Few studies directly compared equity in access or outcomes, with most qualitative studies focusing on healthcare experiences or preferences of individuals. This is significant as there is growing acknowledgement that behavioral explanations of health inequities are inadequate and there is a need to examine the structural and institutional drivers of inequity [92]. For example, studies that describe patient-sided barriers to care, such as lack of English proficiency, are often describing institutional inaccessibility [5]. The expectation that patients speak English and can navigate the health system directly reflects the privileged positioning of majority groups and the marginalised positioning of others [97].

This review focused on equity within the Australian context, but highlights issues of global concern. With aging populations and an increased cancer burden in both OECD and emerging economies [7,8,9], the need for standardised equity indictors across the cancer care continuum is clear. This would allow for an expansion of research across the cancer care continuum and allow international health services to respond appropriately to the demographic and epidemiological changes associated with current and future migration flows [3, 7].

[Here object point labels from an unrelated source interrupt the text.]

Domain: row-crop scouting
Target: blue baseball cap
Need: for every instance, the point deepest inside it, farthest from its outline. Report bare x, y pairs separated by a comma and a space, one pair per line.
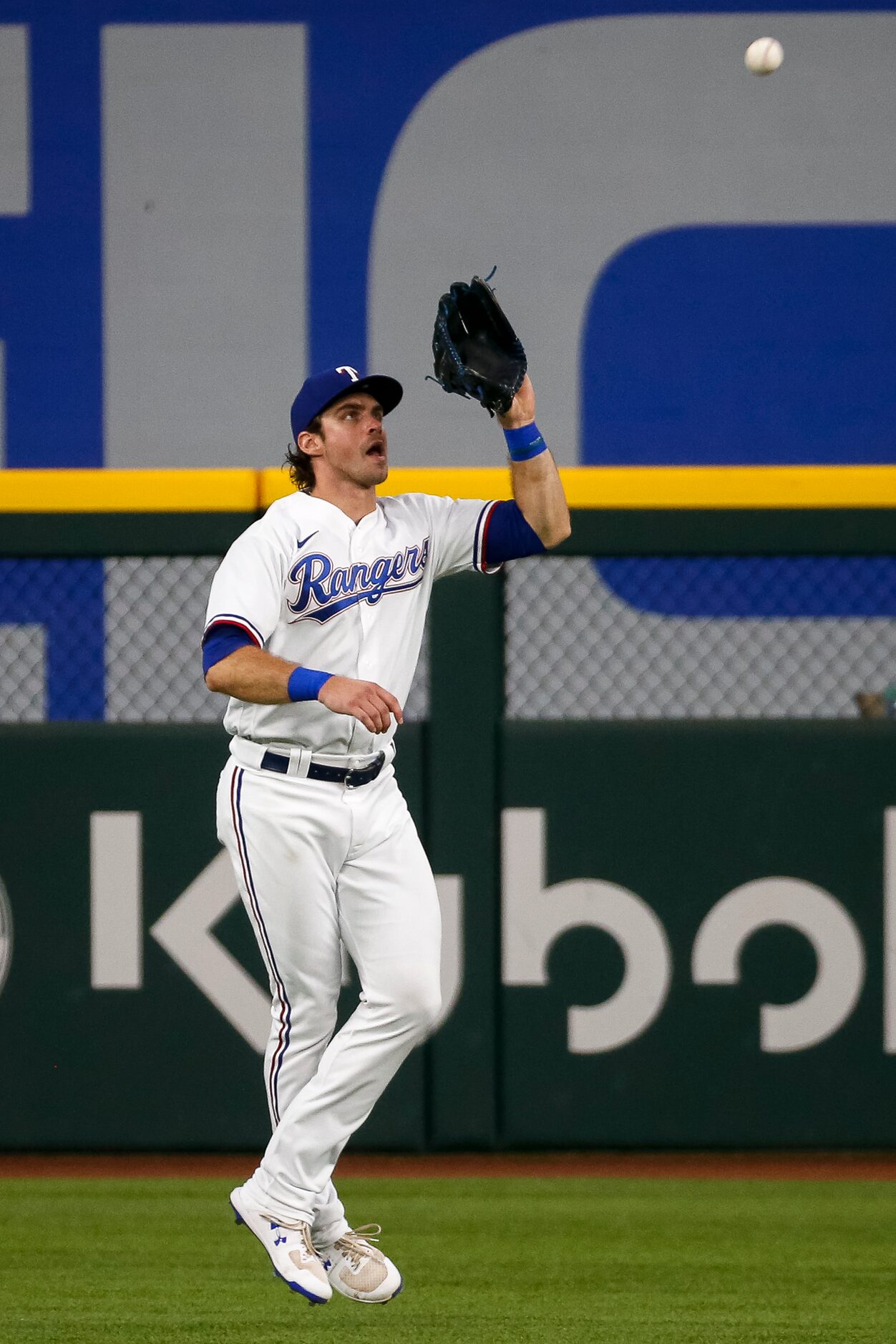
320, 390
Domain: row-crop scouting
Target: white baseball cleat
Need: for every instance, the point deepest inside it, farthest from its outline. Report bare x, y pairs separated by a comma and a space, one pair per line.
359, 1269
291, 1250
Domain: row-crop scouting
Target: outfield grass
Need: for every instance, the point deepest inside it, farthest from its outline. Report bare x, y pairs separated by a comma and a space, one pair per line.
484, 1260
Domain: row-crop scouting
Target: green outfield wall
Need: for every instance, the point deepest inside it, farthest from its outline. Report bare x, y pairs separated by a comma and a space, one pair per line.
657, 933
666, 935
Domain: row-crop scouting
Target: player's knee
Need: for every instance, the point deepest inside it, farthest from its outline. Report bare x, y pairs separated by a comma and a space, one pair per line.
418, 1002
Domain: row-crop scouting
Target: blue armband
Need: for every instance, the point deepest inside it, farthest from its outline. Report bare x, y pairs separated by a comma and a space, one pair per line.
524, 442
304, 683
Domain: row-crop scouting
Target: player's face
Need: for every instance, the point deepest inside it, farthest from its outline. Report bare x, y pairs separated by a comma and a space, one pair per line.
354, 441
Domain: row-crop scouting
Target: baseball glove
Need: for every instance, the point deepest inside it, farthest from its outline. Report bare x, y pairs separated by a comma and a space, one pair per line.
476, 352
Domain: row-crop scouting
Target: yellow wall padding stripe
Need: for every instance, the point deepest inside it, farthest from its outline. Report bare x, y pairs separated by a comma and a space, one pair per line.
245, 490
234, 491
655, 487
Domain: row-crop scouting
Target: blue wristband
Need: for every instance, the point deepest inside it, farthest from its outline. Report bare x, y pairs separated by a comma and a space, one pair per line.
524, 442
304, 683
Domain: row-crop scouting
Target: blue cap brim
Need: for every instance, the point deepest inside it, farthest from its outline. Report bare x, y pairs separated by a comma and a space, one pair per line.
387, 391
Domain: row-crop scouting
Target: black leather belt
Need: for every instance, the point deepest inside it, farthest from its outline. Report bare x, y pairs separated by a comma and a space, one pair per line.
332, 773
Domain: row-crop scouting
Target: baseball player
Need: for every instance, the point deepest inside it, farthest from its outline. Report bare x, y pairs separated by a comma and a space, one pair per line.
313, 630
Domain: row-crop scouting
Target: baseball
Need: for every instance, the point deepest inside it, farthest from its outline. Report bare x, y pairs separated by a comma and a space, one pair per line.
764, 55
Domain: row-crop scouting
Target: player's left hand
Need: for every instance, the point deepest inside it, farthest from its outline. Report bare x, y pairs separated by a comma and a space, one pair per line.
522, 409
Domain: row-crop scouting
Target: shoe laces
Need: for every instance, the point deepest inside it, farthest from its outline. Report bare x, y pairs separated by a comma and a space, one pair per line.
356, 1246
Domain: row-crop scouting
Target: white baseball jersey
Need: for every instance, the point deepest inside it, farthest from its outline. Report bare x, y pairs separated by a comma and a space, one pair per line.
313, 588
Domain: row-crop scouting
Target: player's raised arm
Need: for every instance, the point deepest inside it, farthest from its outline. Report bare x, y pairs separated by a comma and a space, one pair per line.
477, 354
537, 488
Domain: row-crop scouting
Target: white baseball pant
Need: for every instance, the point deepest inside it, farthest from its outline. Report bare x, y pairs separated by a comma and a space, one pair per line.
318, 865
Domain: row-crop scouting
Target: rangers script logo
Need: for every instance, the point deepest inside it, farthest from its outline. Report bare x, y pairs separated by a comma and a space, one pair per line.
324, 590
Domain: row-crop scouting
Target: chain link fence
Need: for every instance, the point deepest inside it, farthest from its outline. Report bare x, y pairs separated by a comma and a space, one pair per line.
621, 638
116, 640
681, 644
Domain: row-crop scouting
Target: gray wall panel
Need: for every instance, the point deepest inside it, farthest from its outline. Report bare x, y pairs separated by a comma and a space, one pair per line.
205, 241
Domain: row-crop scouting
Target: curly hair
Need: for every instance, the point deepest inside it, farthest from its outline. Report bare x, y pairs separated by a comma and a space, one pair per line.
301, 467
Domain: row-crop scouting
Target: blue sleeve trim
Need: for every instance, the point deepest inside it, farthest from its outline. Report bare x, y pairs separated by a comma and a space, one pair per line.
510, 537
524, 442
220, 641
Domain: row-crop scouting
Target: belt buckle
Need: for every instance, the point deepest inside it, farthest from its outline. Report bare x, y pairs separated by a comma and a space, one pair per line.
370, 771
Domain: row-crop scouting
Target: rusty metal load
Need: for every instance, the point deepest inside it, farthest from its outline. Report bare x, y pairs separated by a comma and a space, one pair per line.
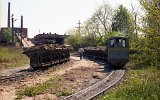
47, 55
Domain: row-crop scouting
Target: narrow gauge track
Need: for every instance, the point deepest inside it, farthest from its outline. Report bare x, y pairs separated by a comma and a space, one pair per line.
18, 77
98, 88
21, 75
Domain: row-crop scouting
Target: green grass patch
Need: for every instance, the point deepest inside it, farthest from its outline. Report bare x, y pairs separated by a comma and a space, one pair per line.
12, 57
142, 84
52, 84
65, 93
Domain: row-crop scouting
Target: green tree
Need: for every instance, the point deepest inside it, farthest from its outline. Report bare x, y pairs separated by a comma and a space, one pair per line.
123, 21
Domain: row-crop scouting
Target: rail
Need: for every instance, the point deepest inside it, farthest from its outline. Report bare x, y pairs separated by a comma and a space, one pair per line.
98, 88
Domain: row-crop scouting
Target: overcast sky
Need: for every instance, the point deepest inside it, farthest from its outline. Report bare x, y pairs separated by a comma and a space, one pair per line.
56, 16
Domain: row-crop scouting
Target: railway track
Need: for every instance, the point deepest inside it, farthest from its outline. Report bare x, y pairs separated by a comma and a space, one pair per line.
98, 88
18, 77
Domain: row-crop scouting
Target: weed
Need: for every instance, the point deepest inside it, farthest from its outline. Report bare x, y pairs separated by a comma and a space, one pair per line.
65, 93
143, 84
12, 57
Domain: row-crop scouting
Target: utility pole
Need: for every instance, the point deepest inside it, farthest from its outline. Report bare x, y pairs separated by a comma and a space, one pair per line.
13, 20
8, 21
79, 27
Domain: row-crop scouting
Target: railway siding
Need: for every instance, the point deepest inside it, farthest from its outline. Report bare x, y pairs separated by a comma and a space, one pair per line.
99, 87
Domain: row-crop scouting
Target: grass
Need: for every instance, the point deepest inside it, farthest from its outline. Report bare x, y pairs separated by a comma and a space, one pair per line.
140, 84
52, 84
12, 57
65, 92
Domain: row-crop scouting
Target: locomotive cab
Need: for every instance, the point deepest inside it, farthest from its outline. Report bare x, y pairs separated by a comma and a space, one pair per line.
118, 51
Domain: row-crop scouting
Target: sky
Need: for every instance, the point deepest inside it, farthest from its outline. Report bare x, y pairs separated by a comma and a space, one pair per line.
55, 16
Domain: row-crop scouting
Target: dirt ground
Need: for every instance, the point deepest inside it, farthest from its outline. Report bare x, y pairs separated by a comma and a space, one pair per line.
77, 75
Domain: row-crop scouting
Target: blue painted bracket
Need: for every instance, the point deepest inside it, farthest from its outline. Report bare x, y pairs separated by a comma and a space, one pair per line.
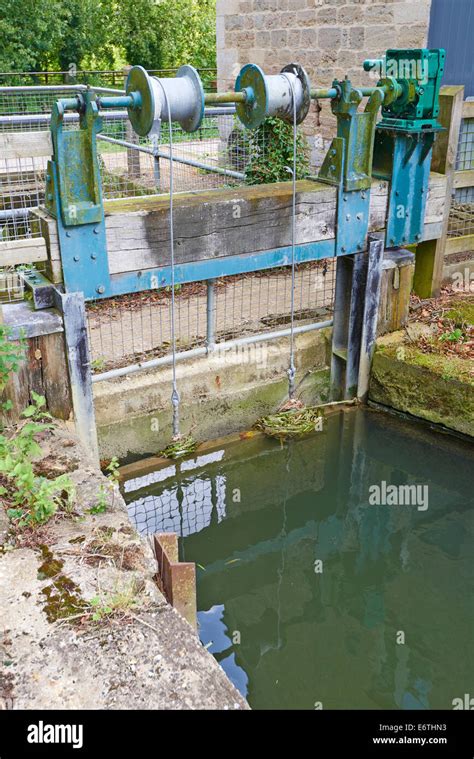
404, 159
199, 271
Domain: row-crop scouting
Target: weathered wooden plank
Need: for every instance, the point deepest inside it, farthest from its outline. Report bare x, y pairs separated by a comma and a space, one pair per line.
73, 309
28, 251
25, 144
55, 375
227, 222
459, 244
463, 179
468, 109
430, 254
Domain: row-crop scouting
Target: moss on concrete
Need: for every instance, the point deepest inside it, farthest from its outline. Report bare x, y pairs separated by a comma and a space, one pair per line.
434, 387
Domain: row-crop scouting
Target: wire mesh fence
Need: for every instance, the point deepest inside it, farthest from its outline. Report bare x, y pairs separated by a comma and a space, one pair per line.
461, 217
157, 502
215, 156
137, 328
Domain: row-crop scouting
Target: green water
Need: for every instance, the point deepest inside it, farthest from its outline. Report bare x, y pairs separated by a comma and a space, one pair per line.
308, 595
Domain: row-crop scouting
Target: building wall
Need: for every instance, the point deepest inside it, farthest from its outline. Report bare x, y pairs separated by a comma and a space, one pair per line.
330, 38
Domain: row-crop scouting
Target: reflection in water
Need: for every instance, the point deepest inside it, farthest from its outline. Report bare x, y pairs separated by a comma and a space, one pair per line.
306, 593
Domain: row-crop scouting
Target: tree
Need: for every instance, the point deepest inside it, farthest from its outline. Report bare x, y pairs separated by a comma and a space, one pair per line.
140, 33
188, 29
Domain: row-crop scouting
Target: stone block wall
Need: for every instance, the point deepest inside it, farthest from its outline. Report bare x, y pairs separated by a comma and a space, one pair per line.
330, 38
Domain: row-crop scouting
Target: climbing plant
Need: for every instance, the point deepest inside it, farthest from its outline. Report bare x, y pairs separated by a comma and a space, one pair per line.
270, 153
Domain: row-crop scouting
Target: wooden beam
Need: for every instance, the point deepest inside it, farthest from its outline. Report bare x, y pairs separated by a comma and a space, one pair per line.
430, 255
31, 250
463, 179
26, 144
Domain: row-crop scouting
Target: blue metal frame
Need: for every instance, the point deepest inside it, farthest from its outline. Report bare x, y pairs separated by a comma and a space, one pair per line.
199, 271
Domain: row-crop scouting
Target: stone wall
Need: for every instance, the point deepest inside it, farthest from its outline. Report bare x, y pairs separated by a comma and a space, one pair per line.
330, 38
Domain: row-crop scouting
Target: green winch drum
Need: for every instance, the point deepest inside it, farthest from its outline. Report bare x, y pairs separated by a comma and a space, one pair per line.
273, 95
183, 93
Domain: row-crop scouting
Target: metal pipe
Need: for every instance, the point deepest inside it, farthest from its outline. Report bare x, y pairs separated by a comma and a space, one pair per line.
324, 93
15, 213
225, 97
196, 352
210, 308
45, 118
57, 88
177, 159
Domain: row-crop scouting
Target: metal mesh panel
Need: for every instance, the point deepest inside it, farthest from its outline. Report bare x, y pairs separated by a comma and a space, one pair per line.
461, 217
465, 157
135, 328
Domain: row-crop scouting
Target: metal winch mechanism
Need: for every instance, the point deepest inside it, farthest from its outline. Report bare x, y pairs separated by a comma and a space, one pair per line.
73, 193
397, 149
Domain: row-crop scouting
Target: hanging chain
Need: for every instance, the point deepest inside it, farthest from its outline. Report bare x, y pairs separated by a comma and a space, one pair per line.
291, 369
175, 398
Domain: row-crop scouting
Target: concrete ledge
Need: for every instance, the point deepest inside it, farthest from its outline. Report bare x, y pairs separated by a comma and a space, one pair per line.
220, 394
24, 320
435, 394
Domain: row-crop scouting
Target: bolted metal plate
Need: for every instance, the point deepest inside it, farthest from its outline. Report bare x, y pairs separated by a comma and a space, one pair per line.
141, 118
302, 108
254, 112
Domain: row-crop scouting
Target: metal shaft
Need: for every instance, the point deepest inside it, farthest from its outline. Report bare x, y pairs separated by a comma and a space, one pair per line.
225, 97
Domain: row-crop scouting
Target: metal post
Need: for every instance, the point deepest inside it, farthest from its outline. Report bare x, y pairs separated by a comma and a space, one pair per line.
133, 156
211, 305
72, 306
371, 312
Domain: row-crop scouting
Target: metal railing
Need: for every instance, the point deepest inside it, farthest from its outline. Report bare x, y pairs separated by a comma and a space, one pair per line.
133, 333
461, 218
215, 156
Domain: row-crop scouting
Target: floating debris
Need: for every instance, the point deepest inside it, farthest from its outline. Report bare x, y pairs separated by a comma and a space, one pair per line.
290, 424
179, 448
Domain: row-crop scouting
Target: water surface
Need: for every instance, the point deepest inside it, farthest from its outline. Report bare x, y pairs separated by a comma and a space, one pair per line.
310, 596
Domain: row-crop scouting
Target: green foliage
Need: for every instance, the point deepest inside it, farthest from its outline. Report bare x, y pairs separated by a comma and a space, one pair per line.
167, 33
33, 498
28, 33
452, 337
270, 148
11, 354
188, 29
102, 500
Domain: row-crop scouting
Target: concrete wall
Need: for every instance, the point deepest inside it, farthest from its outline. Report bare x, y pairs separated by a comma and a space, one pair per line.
330, 38
220, 395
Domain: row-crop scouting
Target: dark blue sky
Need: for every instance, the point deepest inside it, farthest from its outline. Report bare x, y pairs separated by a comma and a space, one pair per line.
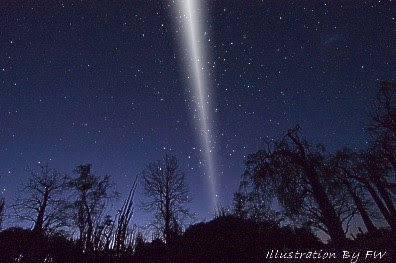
103, 83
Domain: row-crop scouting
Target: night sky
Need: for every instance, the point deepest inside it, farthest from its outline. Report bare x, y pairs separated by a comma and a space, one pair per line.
103, 82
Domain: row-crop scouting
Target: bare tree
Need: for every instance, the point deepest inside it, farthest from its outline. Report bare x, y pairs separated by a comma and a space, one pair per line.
41, 200
167, 195
92, 194
294, 172
2, 208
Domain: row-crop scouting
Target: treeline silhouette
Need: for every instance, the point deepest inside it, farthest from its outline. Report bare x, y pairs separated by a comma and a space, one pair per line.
289, 190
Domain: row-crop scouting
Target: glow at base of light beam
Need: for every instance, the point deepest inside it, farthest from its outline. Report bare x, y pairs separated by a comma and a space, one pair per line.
191, 18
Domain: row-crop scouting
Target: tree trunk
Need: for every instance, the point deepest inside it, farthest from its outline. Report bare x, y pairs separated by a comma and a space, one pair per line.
359, 205
330, 218
380, 204
38, 226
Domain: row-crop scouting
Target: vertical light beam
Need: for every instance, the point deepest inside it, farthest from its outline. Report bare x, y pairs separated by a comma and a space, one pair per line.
191, 18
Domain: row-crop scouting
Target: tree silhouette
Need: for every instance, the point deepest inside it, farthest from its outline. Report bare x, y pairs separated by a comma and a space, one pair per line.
345, 167
92, 194
294, 172
167, 195
2, 208
41, 200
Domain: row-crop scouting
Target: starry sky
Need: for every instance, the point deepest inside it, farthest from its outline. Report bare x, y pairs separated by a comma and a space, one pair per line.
102, 82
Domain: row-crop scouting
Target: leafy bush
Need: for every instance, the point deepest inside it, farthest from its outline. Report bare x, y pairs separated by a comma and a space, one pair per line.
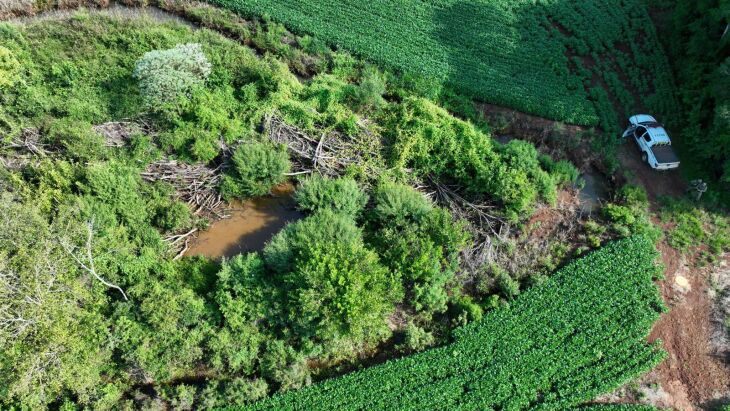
241, 391
416, 339
296, 238
558, 345
9, 67
167, 75
283, 365
368, 94
399, 205
340, 291
173, 216
76, 138
340, 195
257, 167
420, 243
694, 226
241, 299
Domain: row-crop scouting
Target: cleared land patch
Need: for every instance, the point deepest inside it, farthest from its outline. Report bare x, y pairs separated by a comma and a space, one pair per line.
568, 61
580, 334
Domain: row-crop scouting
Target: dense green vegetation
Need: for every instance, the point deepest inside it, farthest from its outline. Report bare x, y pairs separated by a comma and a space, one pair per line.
114, 317
561, 60
558, 345
96, 312
696, 38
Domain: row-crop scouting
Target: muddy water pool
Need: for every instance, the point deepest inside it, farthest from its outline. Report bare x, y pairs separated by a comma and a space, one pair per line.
251, 225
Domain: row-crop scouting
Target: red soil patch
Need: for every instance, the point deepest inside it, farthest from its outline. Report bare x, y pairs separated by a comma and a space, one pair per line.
692, 375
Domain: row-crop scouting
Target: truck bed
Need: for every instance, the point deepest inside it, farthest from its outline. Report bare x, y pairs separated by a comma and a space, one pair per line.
665, 154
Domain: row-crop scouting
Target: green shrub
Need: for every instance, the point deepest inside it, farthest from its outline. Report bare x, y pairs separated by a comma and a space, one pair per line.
416, 339
399, 205
240, 391
368, 95
465, 310
242, 300
508, 286
181, 397
76, 138
9, 68
557, 346
297, 237
340, 195
257, 167
165, 76
340, 291
173, 216
281, 364
420, 244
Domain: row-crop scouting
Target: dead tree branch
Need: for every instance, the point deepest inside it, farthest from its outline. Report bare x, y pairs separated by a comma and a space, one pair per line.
329, 154
29, 140
89, 266
194, 184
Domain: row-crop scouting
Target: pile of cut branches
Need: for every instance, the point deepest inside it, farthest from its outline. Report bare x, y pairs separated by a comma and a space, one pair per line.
328, 154
196, 184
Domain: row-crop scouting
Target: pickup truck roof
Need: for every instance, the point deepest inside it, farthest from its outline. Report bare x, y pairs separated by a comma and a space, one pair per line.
664, 154
642, 119
658, 135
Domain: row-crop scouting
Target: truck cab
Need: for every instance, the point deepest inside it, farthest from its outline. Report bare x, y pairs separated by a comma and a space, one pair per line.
653, 141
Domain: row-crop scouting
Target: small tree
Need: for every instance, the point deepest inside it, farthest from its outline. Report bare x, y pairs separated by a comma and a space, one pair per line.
340, 195
9, 67
256, 168
167, 75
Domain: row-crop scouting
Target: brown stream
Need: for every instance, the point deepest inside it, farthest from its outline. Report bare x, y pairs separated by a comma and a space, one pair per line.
251, 224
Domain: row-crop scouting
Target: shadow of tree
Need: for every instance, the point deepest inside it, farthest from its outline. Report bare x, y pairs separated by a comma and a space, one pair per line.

Due to the relatively small number of studies in each stage of the cancer care continuum and the heterogeneity of those studies, no conclusive findings can be taken from this review.

An important limitation to consider is that only studies published in English were included and as such many relevant studies in languages other than English may have been excluded. Additionally, most studies restricted populations to a small number of CALD groups, such as Chinese, Arabic and Greek speaking populations and therefore findings may not be generalisable across migrant groups.

Conclusions

This study demonstrates that few studies have comprehensively assessed equity across the cancer continuum for CALD migrant populations in Australia. Within the current literature, there is a significant lack of critique examining the social, structural and institutional drivers of inequity. A further examination of power differentials, social positioning, marginalisation and the impact of majoritarian histories on health services will provide a deeper insight into the operationalisation of health equity. Research to date has placed a disproportionate burden on those who experience health inequities, rather than examining entrenched power differentials and institutional processes. It is necessary that health services shift their focus to the promotion of equity in order to become responsive to the diverse and changing needs of their populations.